There are lots and lots of disadvantages, most of them being variations - on many different levesl of - "it hit at a point where I cannot recover".
The microcode example is one such example that Intel engineers should really take to heart. But the real take-away is that it is only _one_ such example. And making the microcode able to recover doesn't fix all the _other_ places that aren't able to recover at that point, or fix the fundamental pain.
For example, for the kernel, NMI's tend to be pretty special things, and we simply may not be able to handle errors inside an NMI context. It's not all that unlike the intel microcode example, just at another level.
But we have lots of other situations. We have random compiler-generated code, and we're simply not able to take exceptions at random stages and expect to recover. We have very strict rules about "this might be unsafe", and a normal memory access of a trusted pointer IS NOT IT.
But at a higher level, something like "strnlen()" - or any other low-level library routine - isn't really all that different from microcode for most programs. We don't want to have a million copies of "standard library routine, except for nvram".
The whole - and ONLY - point of something like nvram is that it's supposed to act like memory. It's part of the name, and it's very much part of the whole argument for why it's a good idea.
Right, and I had a short cry/laugh when realizing that the current implementation still correctly sends SIGBUS to userspace consumed poison, but the kernel regressed because it's special synchronous handling was no longer be correctly deployed.
And the advantage of it being memory is that you are supposed to be able to do all those random operations that you just do normally on any memory region - ask for string lengths, do copies, add up numbers, look for patterns. Without having to do an "IO" operation for it.
Taking random synchronous faults is simply not acceptable. It breaks that fundamental principle.
Maybe you have a language with a try/catch/throw model of exception handling - but one where throwing exceptions is constrained to happen for documented operations, not any random memory access. That's very common, and kind of like what the kernel exception handling does by hand.
So an allocation failure can throw an exception, but once you've allocated memory, the language runtime simply depends on knowing that it has pointer safety etc, and normal accesses won't throw an exception.
In that kind of model, you can easily add a model where "SIGBUS sets a flag, we'll handle it at catch time", but that depends on things being able to just continue _despite_ the error.
So a source-synchronous error can be really hard to handle. Exception handling at random points is simply really really tough in general - and there are few more random and more painful points than some "I accessed memory".
So no. An ECC error is nothing like a page fault. A page fault you have *control* over. You can have a language without the ability to generate wild pointers, or you can have a language like C where wild pointers are possible, but they are a bug. So you can work on the assumption that a page fault is always entirely invisible to the program at hand.
A synchronous ECC error doesn't have that "entirely invisible to the program at hand" behavior.
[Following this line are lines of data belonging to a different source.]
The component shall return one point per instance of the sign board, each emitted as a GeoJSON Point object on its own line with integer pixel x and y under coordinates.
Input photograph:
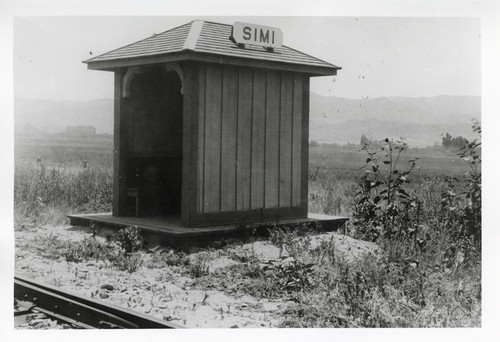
{"type": "Point", "coordinates": [244, 33]}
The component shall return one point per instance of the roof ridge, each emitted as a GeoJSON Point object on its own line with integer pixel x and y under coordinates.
{"type": "Point", "coordinates": [140, 40]}
{"type": "Point", "coordinates": [193, 35]}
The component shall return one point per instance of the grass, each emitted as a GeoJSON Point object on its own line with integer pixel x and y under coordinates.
{"type": "Point", "coordinates": [427, 277]}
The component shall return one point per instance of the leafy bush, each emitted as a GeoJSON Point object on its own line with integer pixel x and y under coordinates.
{"type": "Point", "coordinates": [382, 205]}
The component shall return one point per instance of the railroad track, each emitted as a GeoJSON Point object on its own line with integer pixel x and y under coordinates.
{"type": "Point", "coordinates": [76, 310]}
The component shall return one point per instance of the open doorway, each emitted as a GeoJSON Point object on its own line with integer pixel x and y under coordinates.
{"type": "Point", "coordinates": [154, 161]}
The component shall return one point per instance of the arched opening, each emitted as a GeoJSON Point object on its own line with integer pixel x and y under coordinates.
{"type": "Point", "coordinates": [154, 163]}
And yes, I've asked for ECC for regular memory for regular CPU's from Intel for over two decades now. I do NOT want their broken machine check model with it. I don't even necessarily want the "correction" part of it - I want reporting of "your hardware / the results of your computation is no longer reliable". I don't want a dead machine, I don't want some worry about "what happens if I get an ECC error in NMI", I don't want any of the problems that come from taking an absolute "ECC errors are fatal" approach. I just want "an error happened", with as much information about where it happened as possible.
...but also some kind of barrier semantic, right? Because there are systems that want some guarantees when they can commit or otherwise shoot the machine if they can not.